Bleak night in the West End: A peaceful carol service is disrupted…
mainOur ex-BBC colleague Sally-Anne Thomas was singing cheerily last night in the Church of St-Martin-in-the Fields on Trafalgar Square when the world and its woes intruded on the festive season. Here’s her report:
Peaceful carol concert at St Martin’s-in-the Fields. First half disrupted by sound of sobbing — turns out someone’s been taken ill. The announcement comes, ‘Is there a Doctor in the…?’ Speaker doesn’t know what to say. ‘House?’, ‘audience?’ ‘congregation?’
Programme hastily rearranged. Second half is marked by sounds of police cars and ambulances racing through Trafalgar Square.
Towards theĀ end, a missile is hurled through one of the windows on the St Martin’s Lane side, showering us with debris. It’s a china mug, which shatters. My cheek is lightly scratched by shrapnel. Rest of the church go on singing a comedy version of ‘The Twelve Days of Christmas’.
In the pub afterwards we discover about the ceiling collapse at the Apollo nearby. Two people try to steal our programme. For a carol concert? My companion tells me that three men lined up at the urinals in the gents all burst into harmonic song when he was there. On the way home I have to run the gamut of lots of tiny black mice on the platform at Charing Cross tube. A drunk couple take each other’s shoes off on the train. Back at the house, a moody looking fox is lurking in the front garden. Love living in London…
that’s almost as bad as living in NYC
Possibly worse!
Weird…
I blame the parents.
My wife and I, on our honeymoon in 1979, attended a noontime concert at St. Martin’s. We were enchanted, not only with the music as it was performed, but the fact that the series even existed. And it has done so for such a long period of time! Bravo!

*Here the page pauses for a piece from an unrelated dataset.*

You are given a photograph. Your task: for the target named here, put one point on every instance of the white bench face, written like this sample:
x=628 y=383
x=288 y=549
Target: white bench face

We’re from the USA, and I must say, every single person we encountered on our one month honeymoon in the UK – we got as far as Bath to the west and Inverness to the north, based in London and travelling by BritRail all the way – was lovely and helpful.
Sweet and unforgettable memories are what we brought home with us.
That being said, times, I guess, have changed. But, and I’m addressing this to Sally-Anne, keep a good thought, dear. We live in a big city too – San Francisco – and things can certainly get a bit dicey sometimes.
What you do, singing beautiful music to the soulful benefit of all who might hear you, is golden.
Just keep an eye out over your shoulder at night in London (which is my all-time favorite city in the world, with the one exception of my home town, SF) and chalk the St. Martin’s incident up to a gaggle of drunken yobbos trying to impress each other. As for traveling on the Tube: I think you would feel right at home riding on SF’s MUNI system.
-Cheers and happy holidays from Greg in SF
Attempted theft of a carol concert programme, assault with a china mug (must have been damn heavy), dangerous mice in the underground (risk of bubonic plague perhaps?), foxes with a bad attitude?
Just who has been drinking, exactly?
Thank you Greg, wise words! Happy Holidays to you too.
And Alison, I have witnesses for everything but the fox… I actually NEEDED a drink when I got home.
The mug looked like an ordinary pottery one and had a logo on it, but was too shattered for us to see what it was. I don’t know if the church staff called the police. It came through one of those leaded panes at the back with a tremendous crash. I truly thought it was a grenade or a petrol bomb at first. People immediately below the window were showered with glass and were very shocked. I was just flicked with a bit of china! When we left, we saw that the ‘perpetrator’, as my companions insisted on calling him, must have been quite a way from the window, because of the railings, so it was a pretty impressive throw. A fast bowler, I would guess.
The first attempted-progamme-nicker was very drunk, the second, it turned out, had been at the concert and wanted to look something up.
Incidentally, the music was wonderful!